Hype: Rezo hat mit seinem millionenfach abgerufenen Kritikvideo „Die Zerstörung der CDU“ heftigen Wirbel ausgelöst. Manchmal neigt er mit seinen Angriffen arg zum Populismus.
sinedi-grafik nach einem Foto von dpa




Rezos Rat an die Rentner

Meinungsstark: Der Youtuber erzählt, warum ihm
Politiker und Journalisten manchmal auf die Nerven
gehen. Ältere Leute könnten ruhig „mehr auf die Kette
kriegen“


Düsseldorf. Es traut sich niemand. Haben die jungen Leute im
Publikum denn wirklich keine Fragen an Rezo? Vorne links geht doch
noch eine Hand hoch – Klassikerfrage: „Wie wird man so erfolgreich
bei Youtube?“ Glück gehöre schon dazu, sagt Rezo, „aber auch viel
Arbeit“ – seine Empfehlung: „grundsätzlich einfach ballern“.

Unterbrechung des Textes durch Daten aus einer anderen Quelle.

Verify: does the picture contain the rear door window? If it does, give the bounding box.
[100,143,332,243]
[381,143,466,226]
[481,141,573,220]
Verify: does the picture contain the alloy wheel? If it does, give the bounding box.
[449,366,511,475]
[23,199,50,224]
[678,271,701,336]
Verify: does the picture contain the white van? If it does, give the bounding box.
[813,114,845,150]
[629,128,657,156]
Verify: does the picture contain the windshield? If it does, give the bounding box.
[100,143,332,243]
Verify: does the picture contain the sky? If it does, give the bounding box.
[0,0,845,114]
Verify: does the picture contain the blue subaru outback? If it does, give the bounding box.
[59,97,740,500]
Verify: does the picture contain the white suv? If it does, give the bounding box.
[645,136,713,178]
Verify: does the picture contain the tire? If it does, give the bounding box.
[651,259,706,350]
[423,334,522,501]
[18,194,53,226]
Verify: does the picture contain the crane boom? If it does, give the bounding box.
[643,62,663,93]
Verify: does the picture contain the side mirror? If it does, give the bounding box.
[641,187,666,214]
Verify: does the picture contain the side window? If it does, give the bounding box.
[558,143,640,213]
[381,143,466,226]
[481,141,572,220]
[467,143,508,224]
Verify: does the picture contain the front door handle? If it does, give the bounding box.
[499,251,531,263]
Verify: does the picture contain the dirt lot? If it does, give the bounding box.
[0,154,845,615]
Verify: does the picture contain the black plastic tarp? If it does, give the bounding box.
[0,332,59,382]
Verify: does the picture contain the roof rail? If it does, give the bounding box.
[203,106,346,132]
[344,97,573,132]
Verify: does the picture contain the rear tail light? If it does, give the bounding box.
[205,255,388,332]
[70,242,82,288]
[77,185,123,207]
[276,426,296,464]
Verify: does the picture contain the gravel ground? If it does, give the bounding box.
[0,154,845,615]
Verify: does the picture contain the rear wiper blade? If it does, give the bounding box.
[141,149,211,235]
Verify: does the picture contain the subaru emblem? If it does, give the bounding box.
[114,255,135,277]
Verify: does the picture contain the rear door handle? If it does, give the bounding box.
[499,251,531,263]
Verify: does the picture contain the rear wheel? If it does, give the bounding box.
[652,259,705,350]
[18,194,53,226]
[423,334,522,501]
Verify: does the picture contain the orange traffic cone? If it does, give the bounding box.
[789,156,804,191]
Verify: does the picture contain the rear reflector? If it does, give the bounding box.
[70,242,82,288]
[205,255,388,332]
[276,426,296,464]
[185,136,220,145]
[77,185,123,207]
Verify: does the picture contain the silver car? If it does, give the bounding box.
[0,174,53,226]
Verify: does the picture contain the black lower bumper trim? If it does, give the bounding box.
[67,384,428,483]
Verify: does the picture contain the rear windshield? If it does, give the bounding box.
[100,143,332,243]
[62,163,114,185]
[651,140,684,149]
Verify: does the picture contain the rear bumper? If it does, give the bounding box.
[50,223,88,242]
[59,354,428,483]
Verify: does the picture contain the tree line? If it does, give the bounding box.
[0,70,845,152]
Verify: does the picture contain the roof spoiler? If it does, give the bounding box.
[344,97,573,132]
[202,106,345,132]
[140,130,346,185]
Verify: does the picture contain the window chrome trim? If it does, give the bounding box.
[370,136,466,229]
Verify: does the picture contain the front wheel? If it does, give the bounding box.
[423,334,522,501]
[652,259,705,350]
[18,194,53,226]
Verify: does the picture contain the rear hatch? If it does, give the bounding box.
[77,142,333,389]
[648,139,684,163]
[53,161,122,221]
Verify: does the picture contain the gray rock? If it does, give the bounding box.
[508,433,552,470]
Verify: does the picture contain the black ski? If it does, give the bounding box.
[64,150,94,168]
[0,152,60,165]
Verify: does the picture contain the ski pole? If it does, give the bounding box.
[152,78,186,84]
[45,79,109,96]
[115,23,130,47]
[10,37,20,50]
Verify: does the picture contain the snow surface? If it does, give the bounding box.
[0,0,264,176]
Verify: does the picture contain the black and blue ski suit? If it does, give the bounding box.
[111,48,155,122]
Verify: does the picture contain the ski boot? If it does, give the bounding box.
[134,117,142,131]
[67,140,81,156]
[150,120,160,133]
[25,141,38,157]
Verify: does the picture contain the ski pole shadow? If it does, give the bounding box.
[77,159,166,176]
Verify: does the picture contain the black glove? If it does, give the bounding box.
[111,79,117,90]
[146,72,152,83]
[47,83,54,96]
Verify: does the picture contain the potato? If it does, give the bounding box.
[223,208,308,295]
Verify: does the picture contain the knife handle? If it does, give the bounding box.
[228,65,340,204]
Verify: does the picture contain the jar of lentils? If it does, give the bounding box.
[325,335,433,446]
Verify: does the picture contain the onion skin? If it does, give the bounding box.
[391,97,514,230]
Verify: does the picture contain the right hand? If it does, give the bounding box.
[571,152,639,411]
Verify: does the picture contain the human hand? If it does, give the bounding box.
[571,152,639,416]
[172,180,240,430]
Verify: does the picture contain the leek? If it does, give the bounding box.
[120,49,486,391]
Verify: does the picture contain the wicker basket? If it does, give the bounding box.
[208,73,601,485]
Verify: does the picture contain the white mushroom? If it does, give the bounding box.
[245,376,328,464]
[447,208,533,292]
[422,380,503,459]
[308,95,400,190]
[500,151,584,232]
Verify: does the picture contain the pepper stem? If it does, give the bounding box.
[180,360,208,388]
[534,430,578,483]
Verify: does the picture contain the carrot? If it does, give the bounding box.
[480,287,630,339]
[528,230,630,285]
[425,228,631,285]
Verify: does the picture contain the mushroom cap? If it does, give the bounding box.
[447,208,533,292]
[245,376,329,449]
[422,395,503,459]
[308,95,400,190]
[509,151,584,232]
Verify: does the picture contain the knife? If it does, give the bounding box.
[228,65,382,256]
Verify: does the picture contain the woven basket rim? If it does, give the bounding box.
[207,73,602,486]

Rezo ballert durch – er rackert Tage, Wochen, Monate. Ohne Urlaub.
So sagt er es im Düsseldorfer Rathaus. Der Evangelische Kirchenkreis
hat am „Tag der Bildung“ in den holzvertäfelten Plenarsaal
eingeladen, und Rezo hockt nun etwas verloren zwischen fünf
Männern, die über den Medienkonsum junger Menschen
fachsimpeln. Der Pädagoge Andreas Mertin bescheinigt ihm „eine
protestantische Haltung par excellence“.

„Knackig kurz statt tiefgründig? Bildung in Zeiten von Youtube
Gaming & Co.“, lautet der Titel der Veranstaltung. Kurz und knackig
sei sie ja nun nicht gerade gewesen, die „Zerstörung der CDU“, sagt
Düsseldorfs Oberbürgermeister Thomas Geisel (SPD). Das
millionenfach abgerufene Kritikvideo, mit dem Rezo die
Regierungsparteien und vor allem die CDU angegriffen hat, sei im
Gegenteil recht lang geworden und zwischendurch „sogar
tiefgründig“.

Rezo fragt, ob er seine Kappe abnehmen soll. Gehört sich so, findet
er und lüftet seinen blau gefärbten Schopf. Er habe seine Haare am
Morgen weder gewaschen noch gestylt, sagt der Produzent und
Musiker. Den Jungs und Mädchen in den Tischreihen ist’s egal. Einige
haben sich Autogrammkarten geholt, nach den Vorträgen stehen sie
für Selfies an.

Youtube ist längst 
ein Leitmedium 
der Jugendlichen

Wie waren nun die Monate nach dem Video? Die erste Phase sei
schon „ein bisschen stressig“ gewesen, sagt der 27-jährige Influencer.
In der Zeit habe er noch mehr geballert als sonst. Er habe aber gerne
die Gelegenheit genutzt, aus seiner Informationsblase
herauszutreten. Er treffe inzwischen „Leute aus der Politik-Bubble
oder aus der Presse-Bubble“, von denen er einige „mega, mega
feiert“. Es gebe aber auch die, die noch nie geballert hätten, die „ihre
Arbeit nicht richtig machen – die nerven mich hart“. Der Paul gehört
zu denen, die Rezo hart nerven. CDU-Generalsekretär Paul Ziemiak
hat kurz nach der Veröffentlichung des Videos zunächst wild
zurückgeschlagen. Rezo tue so, „als gäbe es nur eine einzige richtige
Meinung, nämlich seine“, sagte Ziemiak. Das sei „gefährlich“.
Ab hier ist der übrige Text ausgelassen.